Plums are especially wonderful at this time of year! The flavours are quite pronounced - sweet on the inside and that lovely tart skin on the outside. Of course they are better fresh, but if you want to make a special seasonal cake this is a great one that still show cases that ultimate plum flavour. Serve this cake with a thick creamy yogurt, and some lemon curd.
This cake is adapted from a Martha Stewart recipe.
170grams unsalted butter
1 1/2 cups of Plain Flour
1/2 teaspoon baking soda
pinch of salt
1 cup caster sugar
4 free range eggs
1 teaspoon vanilla extract
1 teaspoon grated lemon zest
1/4C sour cream
4 Pernel Plums(pitted and cut into 8ths)
Icing Sugar for dusting.
1. Preheat oven to 180 degrees. Butter a 22cm cake pan and line the base with baking paper.
2. Beat the softened butter and sugar until fluffy.
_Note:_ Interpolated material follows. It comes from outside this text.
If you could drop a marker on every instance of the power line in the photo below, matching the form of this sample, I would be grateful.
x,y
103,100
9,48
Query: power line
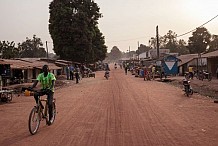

Beat in the eggs one at a time until they are incorporated. Stir in the vanilla and lemon zest.
3. In a separate bowl whisk together the flour, baking soda and salt.
4. Add half of the flour mixture to the butter/egg mixture and mix until just incorporated, then add the sour cream. Add the remaining flour and mix until combined.
5. Spread the batter into the cake pan and smooth the top with a warm knife (run it under hot water, this saves the batter from sticking too much).
6. Toss the pieces of plum with a sprinkle of flour, then lay them on the top of the cake batter and push them down (not too far down, you want to see part of them on top).
7. Bake in the oven for 35-40min. Check after 30minutes. If it is starting to brown on top but is not cooked cover it with tin foil. You can test whether it is cooked by inserting a skewer. If it comes out clean and dry it is cooked.